Teaching Shakespeare!

A Folger Education Blog

New Shakespeare Set Free Toolkit Unveiled at NCTE

Imagine everything you needed to get started teaching Shakespeare all in one place. This summer, Folger Education developed exactly that in our newest teaching resource, the  Shakespeare Set Free: Doing Shakespeare Right toolkit.

We unveiled the toolkit at last month’s NCTE Convention in Philadelphia.  Teachers were incredibly excited and are already seeing success in the classrooms. One teacher from California even reported:

“I LOVE the toolkit.  The pictures on the flash drive really generated excitement among my students.  We looked at the pictures, and I told them ‘tantalizing tidbits’ about the plays the picture represented.  By the time I started the lesson plan for A Midsummer Night’s Dream in Shakespeare Set Free, they were totally engaged.”

So what’s in the kit? Essentially, all the resources you need to get your students started on an enjoyable and enriching experience with Shakespeare. Shakespeare isn’t about just reading the plays; its about getting students up on their feet and actively engaging with the text.

The kit contains:

  • The Shakespeare Set Free curriculum
  • A getting started guide
  • A DVD of Folger Theatre’s smash stage production of Macbeth, with special features designed for classroom use
  • Printable classroom activities
  • 40 laminated cards with lines from the plays for our two-line scene exercises.  Teachers have been asking for cards like these since we began offering our performance-based teaching workshops – they’re a great introductory exercise for students just getting started with Shakespeare.
  • and more!

Perhaps the most exciting feature of the toolkit is the flash drive with both edited and unedited scenes for classrom use, copies of our podcasts and videos from our YouTube site, and many other terrific teaching tools.  The toolkit is available for purchase online for $75.

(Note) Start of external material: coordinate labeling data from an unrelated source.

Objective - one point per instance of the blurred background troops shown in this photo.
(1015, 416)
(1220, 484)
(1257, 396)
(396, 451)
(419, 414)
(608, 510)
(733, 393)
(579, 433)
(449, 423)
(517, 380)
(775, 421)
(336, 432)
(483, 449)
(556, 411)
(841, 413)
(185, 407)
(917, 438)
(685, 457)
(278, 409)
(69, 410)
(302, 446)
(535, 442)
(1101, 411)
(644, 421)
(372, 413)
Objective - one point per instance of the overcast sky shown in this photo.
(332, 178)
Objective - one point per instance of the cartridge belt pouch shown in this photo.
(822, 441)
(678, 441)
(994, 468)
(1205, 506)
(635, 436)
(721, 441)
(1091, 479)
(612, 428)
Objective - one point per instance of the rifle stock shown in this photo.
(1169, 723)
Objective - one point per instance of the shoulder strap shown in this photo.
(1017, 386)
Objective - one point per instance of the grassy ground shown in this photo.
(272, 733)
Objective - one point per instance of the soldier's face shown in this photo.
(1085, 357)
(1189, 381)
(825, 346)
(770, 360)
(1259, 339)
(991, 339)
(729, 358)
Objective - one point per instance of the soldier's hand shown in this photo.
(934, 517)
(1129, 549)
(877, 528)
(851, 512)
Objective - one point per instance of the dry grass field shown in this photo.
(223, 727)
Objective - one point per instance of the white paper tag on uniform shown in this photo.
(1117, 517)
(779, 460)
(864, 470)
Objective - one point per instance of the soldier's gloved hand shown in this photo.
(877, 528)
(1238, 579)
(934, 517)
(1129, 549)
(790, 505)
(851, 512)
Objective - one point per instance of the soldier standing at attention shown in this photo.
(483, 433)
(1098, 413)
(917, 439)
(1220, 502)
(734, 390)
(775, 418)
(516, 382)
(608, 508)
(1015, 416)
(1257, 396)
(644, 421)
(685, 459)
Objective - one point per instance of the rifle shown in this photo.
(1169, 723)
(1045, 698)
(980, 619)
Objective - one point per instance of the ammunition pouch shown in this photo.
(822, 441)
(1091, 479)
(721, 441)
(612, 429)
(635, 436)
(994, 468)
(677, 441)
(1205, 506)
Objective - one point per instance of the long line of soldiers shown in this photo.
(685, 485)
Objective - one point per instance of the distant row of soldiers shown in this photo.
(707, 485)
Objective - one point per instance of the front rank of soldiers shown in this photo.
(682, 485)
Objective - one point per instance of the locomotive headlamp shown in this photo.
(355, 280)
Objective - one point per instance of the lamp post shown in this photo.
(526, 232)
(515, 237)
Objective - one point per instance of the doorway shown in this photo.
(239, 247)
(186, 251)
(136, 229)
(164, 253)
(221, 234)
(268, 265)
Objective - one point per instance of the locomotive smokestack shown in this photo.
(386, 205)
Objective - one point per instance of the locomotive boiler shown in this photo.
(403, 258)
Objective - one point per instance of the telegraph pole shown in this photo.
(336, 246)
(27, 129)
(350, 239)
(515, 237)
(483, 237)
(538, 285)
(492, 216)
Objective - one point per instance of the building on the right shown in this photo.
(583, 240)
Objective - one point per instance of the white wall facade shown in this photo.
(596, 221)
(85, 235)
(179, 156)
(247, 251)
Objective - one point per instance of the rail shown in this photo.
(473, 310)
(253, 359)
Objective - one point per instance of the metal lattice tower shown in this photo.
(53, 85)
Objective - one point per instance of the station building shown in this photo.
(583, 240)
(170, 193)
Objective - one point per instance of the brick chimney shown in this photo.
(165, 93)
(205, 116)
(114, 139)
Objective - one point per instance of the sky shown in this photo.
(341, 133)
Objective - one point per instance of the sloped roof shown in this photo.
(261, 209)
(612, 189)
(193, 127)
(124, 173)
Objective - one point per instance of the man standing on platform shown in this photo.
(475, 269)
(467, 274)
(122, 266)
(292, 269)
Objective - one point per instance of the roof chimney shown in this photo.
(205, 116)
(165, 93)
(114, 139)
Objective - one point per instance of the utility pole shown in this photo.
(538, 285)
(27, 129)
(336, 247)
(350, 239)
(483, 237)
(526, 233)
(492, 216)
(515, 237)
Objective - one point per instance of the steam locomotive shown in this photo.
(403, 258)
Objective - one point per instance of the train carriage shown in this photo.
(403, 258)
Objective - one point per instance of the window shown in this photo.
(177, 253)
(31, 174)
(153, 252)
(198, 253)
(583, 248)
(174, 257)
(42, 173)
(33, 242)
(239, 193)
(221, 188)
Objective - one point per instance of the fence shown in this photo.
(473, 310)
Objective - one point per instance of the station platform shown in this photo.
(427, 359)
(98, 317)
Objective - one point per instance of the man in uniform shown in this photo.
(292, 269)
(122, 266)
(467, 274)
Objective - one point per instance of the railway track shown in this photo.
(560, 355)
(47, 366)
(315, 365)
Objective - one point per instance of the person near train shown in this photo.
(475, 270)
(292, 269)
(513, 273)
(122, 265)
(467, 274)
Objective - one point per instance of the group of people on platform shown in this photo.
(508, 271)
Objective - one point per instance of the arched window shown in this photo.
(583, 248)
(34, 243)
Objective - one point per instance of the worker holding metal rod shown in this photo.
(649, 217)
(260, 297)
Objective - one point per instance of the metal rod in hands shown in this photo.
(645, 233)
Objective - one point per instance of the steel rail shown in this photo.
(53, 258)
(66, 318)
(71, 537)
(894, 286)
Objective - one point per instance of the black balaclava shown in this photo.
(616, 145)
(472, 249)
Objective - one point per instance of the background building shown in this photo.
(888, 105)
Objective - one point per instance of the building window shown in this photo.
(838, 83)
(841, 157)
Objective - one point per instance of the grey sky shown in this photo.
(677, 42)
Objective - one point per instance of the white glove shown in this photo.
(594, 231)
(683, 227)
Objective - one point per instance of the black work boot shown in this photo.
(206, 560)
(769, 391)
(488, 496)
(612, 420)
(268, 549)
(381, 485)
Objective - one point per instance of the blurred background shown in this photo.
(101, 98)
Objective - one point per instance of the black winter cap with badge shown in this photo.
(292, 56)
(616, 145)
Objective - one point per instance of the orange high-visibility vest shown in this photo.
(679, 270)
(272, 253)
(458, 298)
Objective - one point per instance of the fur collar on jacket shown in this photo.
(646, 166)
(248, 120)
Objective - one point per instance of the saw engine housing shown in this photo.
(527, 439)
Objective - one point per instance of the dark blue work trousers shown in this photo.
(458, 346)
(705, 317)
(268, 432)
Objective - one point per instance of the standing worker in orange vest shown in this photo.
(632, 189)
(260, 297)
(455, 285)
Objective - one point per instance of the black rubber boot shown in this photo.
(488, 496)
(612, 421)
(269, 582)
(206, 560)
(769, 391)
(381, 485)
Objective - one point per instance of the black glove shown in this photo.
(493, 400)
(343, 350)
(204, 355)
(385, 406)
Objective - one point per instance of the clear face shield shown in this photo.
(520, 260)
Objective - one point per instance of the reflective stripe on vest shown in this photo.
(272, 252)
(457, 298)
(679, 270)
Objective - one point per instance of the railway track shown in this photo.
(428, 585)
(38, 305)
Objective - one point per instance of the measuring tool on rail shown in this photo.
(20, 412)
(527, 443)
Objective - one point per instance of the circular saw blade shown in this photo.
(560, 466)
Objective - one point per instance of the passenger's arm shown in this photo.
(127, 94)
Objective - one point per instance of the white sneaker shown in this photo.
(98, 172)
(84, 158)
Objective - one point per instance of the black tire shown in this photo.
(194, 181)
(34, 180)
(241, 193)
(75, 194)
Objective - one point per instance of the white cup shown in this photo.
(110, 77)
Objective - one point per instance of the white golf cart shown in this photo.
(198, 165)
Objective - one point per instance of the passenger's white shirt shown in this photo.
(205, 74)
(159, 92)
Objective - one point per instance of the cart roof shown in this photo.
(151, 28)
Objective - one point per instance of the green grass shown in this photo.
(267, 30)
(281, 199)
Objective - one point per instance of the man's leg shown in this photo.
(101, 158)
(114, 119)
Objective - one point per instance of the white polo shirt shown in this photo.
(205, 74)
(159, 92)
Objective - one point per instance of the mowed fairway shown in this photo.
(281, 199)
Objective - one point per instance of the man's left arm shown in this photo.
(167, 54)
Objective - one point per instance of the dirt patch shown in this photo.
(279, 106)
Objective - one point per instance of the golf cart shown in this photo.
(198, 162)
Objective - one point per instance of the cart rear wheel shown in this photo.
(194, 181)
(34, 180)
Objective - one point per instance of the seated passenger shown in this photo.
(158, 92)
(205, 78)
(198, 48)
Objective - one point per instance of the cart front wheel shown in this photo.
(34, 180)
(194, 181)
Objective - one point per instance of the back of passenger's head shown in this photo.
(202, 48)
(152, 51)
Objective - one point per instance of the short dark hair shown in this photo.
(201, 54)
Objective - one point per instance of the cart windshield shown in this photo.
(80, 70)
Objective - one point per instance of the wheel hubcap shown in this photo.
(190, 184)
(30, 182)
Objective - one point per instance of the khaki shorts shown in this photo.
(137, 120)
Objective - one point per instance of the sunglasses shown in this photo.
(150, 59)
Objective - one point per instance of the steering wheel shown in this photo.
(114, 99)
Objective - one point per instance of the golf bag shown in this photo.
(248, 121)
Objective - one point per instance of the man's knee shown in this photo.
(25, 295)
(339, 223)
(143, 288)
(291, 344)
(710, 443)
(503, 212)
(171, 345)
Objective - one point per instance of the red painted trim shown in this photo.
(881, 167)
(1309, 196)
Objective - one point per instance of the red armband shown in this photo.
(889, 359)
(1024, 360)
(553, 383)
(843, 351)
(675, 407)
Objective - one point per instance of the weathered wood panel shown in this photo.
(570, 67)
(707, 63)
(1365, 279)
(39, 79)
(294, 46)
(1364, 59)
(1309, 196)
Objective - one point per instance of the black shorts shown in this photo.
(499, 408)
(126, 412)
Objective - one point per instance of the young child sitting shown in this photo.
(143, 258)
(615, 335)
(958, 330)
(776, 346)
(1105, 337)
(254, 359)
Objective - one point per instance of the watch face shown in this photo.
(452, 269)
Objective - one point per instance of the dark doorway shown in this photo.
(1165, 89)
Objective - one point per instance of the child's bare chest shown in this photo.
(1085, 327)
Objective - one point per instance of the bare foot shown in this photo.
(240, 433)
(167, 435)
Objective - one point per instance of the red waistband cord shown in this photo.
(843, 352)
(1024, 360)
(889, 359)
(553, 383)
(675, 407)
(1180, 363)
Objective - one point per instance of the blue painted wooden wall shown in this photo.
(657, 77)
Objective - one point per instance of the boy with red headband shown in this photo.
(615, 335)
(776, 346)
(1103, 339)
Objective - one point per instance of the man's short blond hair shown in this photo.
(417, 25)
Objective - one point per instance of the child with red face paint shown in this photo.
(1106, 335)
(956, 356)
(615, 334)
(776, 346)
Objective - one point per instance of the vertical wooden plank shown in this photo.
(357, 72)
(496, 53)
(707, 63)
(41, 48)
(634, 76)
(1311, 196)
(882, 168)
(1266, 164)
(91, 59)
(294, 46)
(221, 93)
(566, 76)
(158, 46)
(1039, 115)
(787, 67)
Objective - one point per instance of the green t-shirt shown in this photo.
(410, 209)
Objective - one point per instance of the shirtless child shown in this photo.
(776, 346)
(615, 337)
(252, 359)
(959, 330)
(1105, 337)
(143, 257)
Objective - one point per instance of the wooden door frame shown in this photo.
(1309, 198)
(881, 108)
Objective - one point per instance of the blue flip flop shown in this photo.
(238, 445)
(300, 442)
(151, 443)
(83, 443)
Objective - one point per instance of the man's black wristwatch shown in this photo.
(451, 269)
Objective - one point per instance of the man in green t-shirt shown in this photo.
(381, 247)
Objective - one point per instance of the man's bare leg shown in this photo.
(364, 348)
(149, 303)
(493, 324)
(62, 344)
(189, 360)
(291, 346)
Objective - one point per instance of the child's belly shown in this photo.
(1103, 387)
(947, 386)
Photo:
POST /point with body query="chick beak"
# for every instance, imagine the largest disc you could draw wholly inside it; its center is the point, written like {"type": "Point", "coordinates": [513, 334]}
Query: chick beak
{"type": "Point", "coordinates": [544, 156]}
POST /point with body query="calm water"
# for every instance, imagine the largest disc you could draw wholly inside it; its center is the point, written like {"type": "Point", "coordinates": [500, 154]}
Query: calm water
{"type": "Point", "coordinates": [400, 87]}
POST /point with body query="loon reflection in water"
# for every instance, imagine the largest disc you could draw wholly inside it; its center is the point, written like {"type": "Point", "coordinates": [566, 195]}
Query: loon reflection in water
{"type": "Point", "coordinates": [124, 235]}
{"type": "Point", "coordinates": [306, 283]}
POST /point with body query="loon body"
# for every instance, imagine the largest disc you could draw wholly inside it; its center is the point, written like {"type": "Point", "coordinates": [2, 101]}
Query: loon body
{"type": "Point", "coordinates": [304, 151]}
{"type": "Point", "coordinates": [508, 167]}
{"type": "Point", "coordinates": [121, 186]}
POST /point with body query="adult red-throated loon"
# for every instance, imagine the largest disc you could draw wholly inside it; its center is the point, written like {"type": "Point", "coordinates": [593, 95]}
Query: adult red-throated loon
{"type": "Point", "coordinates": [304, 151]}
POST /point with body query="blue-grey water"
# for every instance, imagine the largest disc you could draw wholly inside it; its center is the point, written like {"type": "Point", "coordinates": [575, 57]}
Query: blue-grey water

We welcome hearing your feedback on your experiences using the toolkit. How have you used the materials to engage and challenge your students?


  • The toolkit is perfect for any play. The contents contain activities and exercises for all of the plays, and uses specific plays to illustrate the techniques used. Enjoy! Bob

  • The Shakespeare Set Free curriculum has revolutionized the way I teach Shakespeare! My students and I love the interactivity, the way the students are up and moving and interacting with the authentic language. Many of the techniques are appropriate with other pieces – novels that we read in my classroom, for example – and continue to be so engaging for the students. Now that I have taught Romeo and Juliet using the SSF curriculum, I know that I could adapt those same strategies to any other of the Bard’s plays. I took the workshop a few years ago and so have missed out on the extras, like the flash drive. But I check in with the Folger website frequently for all the wonderful resources there. I’ll be asking for English Department money to purchase the complete toolkite for next year!

  • Terry and Diane,

    The Folger approach to teaching Shakespeare isn’t really about the pre-packaged unit plans (though they do have some fantastic ones- I know for a fact that both Othello and R and J are included in the Shakespeare Set Free books). The idea behind the Folger method is to alter the entire philosophy of teaching Shakespeare.

    I participated in a month-long institute at the Folger in 2008 (they are doing another one this coming summer- You should definitely apply–It’s a life-changing experience). While I was there, we worked with Lear, Richard III, Taming of the Shrew and Much Ado. I was able to use that experience to help write a new Shakespeare unit for my 12th graders that covered those four plays, as well as two others (Tempest and Macbeth). Once you get are exposed to the ideas behind the Folger approach, it’s REALLY easy to apply those ideas to other plays.

    That’s really the only way I can think of to explain the toolkit. You’re getting the resources to implement an approach to teaching Shakespeare (which is far, FAR more valuable than getting JUST a unit plan).

    Good luck, and remember what I said about this summer’s workshop (you’ll love it–check the Folger website for “Teaching Shakespeare Institute 2010”).


  • Last week, my classmates and I, acted out a scene from Midsummer’s Night Dream. Our Professor, Michael LoMonico, based our “performance” on lesson #1 of “Shakespeare Set Free.” It was interesting to experience the almost immediate level of comfort that each step of the lesson provided. By the end of the class, we were “in character,” getting stage direction from our audience of peers, and the language seemed much less “foreign” to us. We understood how to better express Shakespeare’s words through our intonation and body language. The language became our own and we had a lot of fun performing the scene. If we were asked to jump right into the scene without the scaffolded steps provided by our professor and “Shakespeare Set Free,” the class would have presumably been much less productive and willing to perform amongst a classroom of peers. Personally, I can’t wait to teach Shakespeare, as well as other works, and incorporate the lessons provided in “Shakespeare Set Free” into my curriculum. Like Scott O Neil’s comment above, what you get with “Shakespeare Set Free” is not just a book full of exciting and practical lesson plans, you get introduced to a completely different mindset and approach to the teaching of Shakespeare in the classroom setting.